Coors Brewing, the British arm of the American brewer Adolph Coors, is to close the former Mitchells & Butlers brewery in Cape Hill, Smethwick by the end of the year.

The plant, which employs 320 people in brewing, canning and bottling, is one of four British breweries Coors acquired for £1.2bn this year when it bought the parts of the old Bass brewing empire that Interbrew was forced to sell to satisfy competition concerns.

Coors said 70% of production at Cape Hill was Bass pale ale for export, a brand that Interbrew kept when it sold Carling, Worthington and other beers to the Americans.

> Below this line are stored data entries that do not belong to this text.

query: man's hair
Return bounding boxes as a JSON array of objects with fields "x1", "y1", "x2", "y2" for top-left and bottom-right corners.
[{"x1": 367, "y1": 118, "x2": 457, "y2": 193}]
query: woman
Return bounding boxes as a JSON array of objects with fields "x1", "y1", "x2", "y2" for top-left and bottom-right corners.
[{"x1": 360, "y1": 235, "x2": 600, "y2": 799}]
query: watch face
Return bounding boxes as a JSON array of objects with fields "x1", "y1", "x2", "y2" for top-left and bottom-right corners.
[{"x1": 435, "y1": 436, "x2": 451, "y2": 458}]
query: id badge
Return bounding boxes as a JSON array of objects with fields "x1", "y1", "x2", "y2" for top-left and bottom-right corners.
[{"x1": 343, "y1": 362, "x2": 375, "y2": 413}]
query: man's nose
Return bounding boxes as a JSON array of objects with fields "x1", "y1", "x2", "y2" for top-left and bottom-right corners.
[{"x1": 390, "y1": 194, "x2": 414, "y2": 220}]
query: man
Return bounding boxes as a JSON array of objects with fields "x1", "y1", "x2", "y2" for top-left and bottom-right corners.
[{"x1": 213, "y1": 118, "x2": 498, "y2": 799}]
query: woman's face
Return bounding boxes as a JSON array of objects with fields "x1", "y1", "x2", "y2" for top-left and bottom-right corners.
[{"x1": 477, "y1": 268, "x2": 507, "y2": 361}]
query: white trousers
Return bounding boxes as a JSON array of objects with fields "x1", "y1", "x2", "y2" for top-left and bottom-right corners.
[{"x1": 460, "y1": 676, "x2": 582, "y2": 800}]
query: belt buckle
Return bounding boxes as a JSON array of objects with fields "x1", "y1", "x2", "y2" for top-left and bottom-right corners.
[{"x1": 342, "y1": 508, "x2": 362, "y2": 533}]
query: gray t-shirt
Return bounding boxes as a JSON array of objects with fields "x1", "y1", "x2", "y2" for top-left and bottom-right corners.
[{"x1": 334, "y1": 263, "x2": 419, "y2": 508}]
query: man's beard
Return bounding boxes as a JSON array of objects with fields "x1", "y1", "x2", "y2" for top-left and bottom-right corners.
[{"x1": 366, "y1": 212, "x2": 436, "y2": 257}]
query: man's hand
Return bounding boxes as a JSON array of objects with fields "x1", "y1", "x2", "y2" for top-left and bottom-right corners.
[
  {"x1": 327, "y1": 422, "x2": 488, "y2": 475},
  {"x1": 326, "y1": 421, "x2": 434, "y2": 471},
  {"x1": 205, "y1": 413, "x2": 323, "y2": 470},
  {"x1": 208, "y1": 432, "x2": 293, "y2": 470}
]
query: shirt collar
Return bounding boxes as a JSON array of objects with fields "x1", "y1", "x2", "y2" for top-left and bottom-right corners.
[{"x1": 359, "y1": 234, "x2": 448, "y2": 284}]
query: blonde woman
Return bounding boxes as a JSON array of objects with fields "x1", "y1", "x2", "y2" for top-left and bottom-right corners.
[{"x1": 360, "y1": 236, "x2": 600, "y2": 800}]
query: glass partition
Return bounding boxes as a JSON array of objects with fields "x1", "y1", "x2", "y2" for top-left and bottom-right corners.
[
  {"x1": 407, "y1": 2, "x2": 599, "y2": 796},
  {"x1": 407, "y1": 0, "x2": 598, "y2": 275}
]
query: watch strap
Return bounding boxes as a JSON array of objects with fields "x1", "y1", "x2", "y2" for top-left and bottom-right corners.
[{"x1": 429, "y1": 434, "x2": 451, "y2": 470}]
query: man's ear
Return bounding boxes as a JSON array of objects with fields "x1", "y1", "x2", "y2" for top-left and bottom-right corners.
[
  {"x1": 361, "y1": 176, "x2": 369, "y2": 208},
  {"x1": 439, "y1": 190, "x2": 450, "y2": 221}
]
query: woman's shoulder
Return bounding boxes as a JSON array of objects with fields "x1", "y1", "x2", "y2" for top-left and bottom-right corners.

Interbrew is transferring 1m barrels of production from Cape Hill to its own British breweries later this year, which Coors said made Cape Hill unviable.

The three other Coors-owned breweries, at Tadcaster, Burton upon Trent and Alton in Hampshire will remain open, Coors said, and up to 100 jobs will be created at Burton as Cape Hill is wound down.

Coors said the cost of the closure would be between $21m and $28m, but it expects savings of between $16m and $21m starting in the second quarter of 2003. It is offering the breweries employees help in finding jobs inside and outside the company.

It insisted its action in closing just one brewery was relatively benign, saying: "If venture capitalists had gotten their hands on the breweries they would have been far, far more vicious."